Era el posadero, seguido por el señor Piper.

– Perdonad que os moleste, señora -dijo el primero-, pero…

Un gruñido procedente de la cama lo interrumpió. Todos miraron al bulto de debajo de las sábanas; solo podían ver una amplia espalda, una mano relajada y una maraña de pelo castaño y dorado. La mano del Seigneur se movió para levantar un poco la almohada y volvió a gruñir.

– Disculpad la intromisión, señor, pero…

– Cerveza -masculló el otro desde la cama en tono sepulcral-. Os lo suplico.

– Y ponedle un poco de arsénico -propuso Leigh mientras sonreía con dulzura al posadero. En ese momento miró detrás de él-. ¡Mi querido señor Piper! -dijo levantándose-. Supongo que querréis hablar con mi esposo, pero me temo que aún no se ha levantado.
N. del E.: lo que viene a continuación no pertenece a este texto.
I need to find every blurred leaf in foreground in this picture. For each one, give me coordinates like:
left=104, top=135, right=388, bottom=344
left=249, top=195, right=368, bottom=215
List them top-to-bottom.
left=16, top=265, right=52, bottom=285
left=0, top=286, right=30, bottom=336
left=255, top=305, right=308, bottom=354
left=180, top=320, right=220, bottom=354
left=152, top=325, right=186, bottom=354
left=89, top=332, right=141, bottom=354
No sabéis cuánto lo siento; no podéis imaginar lo mucho que me hace padecer este hombre.

El señor Piper, un caballero pequeño y orondo con una voz que se asemejaba mucho a la de una rana, inclinó la cabeza.

– Lo siento mucho por vos, señora -dijo con su chirriante tono-, pero creo que se me debe alguna compensación. He de insistir en recibir alguna indemnización, y más ahora que están diciendo que fue mi caballo el que…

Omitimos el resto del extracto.